AN IRANIAN GOVERNMENT official based in Dublin has denied that Iran had involvement in the 7 October attacks in Israel and rejected suggestions that it is engaged in a proxy war against the West.
Dr Kazem Sharif Kazemi is Charge d’Affaire of the Iranian Embassy in Dublin and he sat down with The Journal recently to discuss how his government views the crisis in the Middle East.
In a wide-ranging interview, the diplomat also answered questions about the recent bloodshed in his own country where the death of Mahsa Amini in police custody after her arrest for allegedly being in breach of Iran’s strict religious dress code for women sparked a resistance movement that reached his workplace in Dublin.
The Iranian Embassy is located in Blackrock – behind an imposing high railing with an extensive CCTV surveillance system is a property that was once home to Catholic Church officials.
In May, demonstrators gathered at the premises to protest against the treatment of women in Iran. Graffiti in the form of red bloodied hands was daubed on the gate pillars. Four people were charged over the incident.
Proxy War
Kazemi, a historian who has a background in academia in his home country, spoke extensively about the risk of a contagion effect in the region and the possibility of a wider conflict. Although he denied that Iran was involved in a proxy war in the region, he admitted that there was support from his government for what he terms “resistance groups”.

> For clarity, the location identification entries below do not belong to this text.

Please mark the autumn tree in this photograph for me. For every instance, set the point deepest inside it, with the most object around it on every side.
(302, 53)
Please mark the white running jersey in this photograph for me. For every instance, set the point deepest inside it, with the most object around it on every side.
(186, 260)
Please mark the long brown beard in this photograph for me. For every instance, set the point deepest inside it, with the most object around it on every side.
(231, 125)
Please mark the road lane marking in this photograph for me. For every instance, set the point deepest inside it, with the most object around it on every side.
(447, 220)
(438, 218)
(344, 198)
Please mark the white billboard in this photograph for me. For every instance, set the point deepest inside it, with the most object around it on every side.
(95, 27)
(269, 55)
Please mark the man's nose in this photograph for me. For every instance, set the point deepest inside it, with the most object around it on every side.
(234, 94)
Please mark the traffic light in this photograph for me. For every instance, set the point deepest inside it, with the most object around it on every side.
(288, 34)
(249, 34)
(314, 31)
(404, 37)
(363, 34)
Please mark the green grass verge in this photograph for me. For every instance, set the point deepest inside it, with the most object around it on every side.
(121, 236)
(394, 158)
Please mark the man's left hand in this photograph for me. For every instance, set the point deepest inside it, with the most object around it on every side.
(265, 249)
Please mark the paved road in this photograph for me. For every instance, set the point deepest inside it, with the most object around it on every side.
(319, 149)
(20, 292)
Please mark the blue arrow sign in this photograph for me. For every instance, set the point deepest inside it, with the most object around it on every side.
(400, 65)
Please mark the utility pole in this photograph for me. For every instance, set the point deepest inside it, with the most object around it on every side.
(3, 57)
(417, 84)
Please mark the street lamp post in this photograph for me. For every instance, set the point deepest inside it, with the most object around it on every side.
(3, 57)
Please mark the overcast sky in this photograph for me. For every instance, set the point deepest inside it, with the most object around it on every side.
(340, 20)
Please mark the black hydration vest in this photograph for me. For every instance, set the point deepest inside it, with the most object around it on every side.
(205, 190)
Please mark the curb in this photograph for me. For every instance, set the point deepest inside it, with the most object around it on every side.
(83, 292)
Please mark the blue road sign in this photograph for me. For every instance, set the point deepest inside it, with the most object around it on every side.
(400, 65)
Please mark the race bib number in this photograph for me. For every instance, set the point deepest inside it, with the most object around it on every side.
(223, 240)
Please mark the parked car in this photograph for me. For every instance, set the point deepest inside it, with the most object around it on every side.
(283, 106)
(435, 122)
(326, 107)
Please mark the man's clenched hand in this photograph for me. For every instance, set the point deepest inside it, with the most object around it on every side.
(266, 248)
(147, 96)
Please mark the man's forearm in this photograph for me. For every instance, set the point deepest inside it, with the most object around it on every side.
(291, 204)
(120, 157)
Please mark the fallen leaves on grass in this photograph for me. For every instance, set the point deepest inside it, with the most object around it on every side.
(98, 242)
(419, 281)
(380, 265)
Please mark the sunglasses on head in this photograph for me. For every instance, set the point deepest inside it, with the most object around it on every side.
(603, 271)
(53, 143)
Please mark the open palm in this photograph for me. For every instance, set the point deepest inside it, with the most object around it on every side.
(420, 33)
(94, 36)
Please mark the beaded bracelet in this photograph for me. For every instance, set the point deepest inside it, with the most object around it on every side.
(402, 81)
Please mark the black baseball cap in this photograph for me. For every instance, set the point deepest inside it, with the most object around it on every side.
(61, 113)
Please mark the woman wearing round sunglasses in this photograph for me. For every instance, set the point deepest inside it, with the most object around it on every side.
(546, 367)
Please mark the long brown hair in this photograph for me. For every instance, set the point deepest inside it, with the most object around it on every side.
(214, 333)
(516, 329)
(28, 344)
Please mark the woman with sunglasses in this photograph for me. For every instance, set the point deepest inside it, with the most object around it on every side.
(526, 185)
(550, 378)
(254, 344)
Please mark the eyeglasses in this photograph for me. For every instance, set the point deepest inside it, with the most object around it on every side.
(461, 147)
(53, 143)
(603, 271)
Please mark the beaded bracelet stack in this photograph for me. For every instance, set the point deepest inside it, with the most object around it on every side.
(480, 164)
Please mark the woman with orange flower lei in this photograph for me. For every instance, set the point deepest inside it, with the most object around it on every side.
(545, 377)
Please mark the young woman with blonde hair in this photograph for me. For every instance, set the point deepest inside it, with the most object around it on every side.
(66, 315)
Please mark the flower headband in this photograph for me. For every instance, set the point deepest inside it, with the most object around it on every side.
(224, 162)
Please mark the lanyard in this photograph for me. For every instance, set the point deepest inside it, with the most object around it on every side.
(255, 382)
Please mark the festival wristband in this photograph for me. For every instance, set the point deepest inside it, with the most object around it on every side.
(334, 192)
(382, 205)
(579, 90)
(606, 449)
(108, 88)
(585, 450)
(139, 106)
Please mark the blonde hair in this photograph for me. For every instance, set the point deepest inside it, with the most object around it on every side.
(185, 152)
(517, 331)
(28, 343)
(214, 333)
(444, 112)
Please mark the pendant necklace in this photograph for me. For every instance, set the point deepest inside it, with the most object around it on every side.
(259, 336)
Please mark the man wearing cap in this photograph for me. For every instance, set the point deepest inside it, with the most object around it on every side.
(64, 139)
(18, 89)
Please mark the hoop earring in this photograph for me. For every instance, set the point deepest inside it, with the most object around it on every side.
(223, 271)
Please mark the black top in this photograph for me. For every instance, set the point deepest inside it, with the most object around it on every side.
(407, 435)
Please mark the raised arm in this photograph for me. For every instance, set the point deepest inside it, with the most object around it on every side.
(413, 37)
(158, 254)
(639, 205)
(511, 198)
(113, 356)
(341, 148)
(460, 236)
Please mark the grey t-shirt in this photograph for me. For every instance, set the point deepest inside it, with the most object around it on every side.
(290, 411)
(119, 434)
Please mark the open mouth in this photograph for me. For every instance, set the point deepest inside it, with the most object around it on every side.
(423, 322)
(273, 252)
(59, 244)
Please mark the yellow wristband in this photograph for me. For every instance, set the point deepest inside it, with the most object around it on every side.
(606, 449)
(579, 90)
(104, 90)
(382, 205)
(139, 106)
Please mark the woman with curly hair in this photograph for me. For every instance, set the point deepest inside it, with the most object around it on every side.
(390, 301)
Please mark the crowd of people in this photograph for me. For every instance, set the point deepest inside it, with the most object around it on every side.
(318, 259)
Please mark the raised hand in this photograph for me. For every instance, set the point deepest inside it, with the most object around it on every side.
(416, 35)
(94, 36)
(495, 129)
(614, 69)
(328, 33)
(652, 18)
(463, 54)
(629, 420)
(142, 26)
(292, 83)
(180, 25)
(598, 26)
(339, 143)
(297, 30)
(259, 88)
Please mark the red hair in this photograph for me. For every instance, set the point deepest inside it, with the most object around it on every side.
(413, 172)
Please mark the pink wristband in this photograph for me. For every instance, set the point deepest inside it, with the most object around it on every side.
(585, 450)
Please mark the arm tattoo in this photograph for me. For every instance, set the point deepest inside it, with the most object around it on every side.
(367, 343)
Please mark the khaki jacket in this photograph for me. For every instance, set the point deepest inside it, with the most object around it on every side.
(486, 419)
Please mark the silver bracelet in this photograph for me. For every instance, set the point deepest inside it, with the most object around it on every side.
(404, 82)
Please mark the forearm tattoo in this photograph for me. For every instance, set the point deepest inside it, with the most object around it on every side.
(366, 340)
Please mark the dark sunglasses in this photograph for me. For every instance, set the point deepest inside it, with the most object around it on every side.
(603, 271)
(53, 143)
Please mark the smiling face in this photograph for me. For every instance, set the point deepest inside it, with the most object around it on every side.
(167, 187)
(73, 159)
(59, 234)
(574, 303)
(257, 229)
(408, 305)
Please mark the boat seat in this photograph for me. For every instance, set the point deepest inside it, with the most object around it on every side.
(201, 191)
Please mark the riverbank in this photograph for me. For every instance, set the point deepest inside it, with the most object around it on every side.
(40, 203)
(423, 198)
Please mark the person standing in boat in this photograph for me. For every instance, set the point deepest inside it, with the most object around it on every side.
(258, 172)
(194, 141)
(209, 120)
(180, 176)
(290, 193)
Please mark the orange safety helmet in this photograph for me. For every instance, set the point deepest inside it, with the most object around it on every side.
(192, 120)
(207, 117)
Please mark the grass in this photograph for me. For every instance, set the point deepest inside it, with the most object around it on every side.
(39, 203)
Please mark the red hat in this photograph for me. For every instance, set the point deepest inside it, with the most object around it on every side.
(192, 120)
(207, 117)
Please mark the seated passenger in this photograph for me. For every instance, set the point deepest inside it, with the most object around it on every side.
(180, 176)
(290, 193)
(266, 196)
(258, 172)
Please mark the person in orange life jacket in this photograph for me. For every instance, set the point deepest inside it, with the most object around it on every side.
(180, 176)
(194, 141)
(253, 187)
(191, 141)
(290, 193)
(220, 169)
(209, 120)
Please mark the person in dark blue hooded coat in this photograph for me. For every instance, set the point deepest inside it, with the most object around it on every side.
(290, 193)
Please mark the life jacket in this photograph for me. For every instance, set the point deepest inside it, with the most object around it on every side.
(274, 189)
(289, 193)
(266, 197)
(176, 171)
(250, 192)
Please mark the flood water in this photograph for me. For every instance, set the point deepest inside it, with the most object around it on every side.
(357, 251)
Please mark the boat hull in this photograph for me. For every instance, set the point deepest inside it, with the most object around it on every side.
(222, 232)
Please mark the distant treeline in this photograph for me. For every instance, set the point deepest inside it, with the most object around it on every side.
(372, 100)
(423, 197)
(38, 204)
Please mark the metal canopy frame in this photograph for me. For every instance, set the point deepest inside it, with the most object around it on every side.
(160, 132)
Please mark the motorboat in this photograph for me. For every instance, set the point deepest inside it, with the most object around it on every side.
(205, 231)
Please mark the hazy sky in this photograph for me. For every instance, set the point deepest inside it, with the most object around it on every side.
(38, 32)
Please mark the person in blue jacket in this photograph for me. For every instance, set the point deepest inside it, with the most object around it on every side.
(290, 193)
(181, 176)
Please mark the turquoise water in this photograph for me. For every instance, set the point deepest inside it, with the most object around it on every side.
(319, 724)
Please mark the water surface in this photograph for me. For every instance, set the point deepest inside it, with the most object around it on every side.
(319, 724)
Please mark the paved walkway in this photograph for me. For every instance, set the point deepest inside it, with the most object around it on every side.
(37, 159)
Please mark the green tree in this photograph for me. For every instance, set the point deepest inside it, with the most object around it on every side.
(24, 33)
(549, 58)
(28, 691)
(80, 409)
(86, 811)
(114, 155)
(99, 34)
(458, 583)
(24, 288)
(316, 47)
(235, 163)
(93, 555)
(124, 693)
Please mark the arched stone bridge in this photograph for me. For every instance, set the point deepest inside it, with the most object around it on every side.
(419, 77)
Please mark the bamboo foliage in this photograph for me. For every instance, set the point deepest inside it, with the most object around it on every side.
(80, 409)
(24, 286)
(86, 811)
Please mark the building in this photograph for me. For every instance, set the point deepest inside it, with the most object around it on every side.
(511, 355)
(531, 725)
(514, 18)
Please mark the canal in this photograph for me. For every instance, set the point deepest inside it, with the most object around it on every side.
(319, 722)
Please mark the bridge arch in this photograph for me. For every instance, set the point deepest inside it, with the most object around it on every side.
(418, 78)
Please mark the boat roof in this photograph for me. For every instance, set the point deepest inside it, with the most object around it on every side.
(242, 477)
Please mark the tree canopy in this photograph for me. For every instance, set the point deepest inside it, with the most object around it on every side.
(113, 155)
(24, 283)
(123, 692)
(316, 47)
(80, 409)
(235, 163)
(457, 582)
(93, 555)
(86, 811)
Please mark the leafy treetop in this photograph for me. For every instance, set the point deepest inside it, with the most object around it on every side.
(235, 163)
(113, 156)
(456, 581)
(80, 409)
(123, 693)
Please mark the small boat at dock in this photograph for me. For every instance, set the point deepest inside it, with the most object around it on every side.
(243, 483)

The diplomat did not mention the resistance groups by name but Hamas is the most active in the Palestinian territory and has been declared a terrorist organisation by the EU and US Government.
Although Iran’s support for Hamas and Hezbollah in Lebanon is widely acknowledged in the West, US officials have confirmed Iran’s position that it did not have advance warning of the brutal 7 October attack by Hamas on Israel.
A proxy war is one in which a larger power uses smaller factions to fight with an opposing power – the larger State sponsors groups. It facilitates a deniability for those funding the activities of the smaller groups. In Iran’s case a number of studies have identified Hezbollah in Lebanon and Hamas in Gaza as two particular groups Iran is funding.
Earlier this week, Reuters reported from Dubai that Iran’s supreme leader told the head of Hamas at a meeting in Tehran that the country will not enter the war on its behalf.
Ayatollah Ali Khamenei told Ismail Haniyeh at the start of November that Hamas had Iran’s political and moral support but that it would not intervene directly.
Dr Kazem Sharif Kazemi of the Iranian Embassy in Dublin.
Gaza
Back in Dublin, Kazemi spoke at length about the dramatic escalation of hostilities in Palestine and said that the fighting between Israel and Hamas was a result of a failure of the international community.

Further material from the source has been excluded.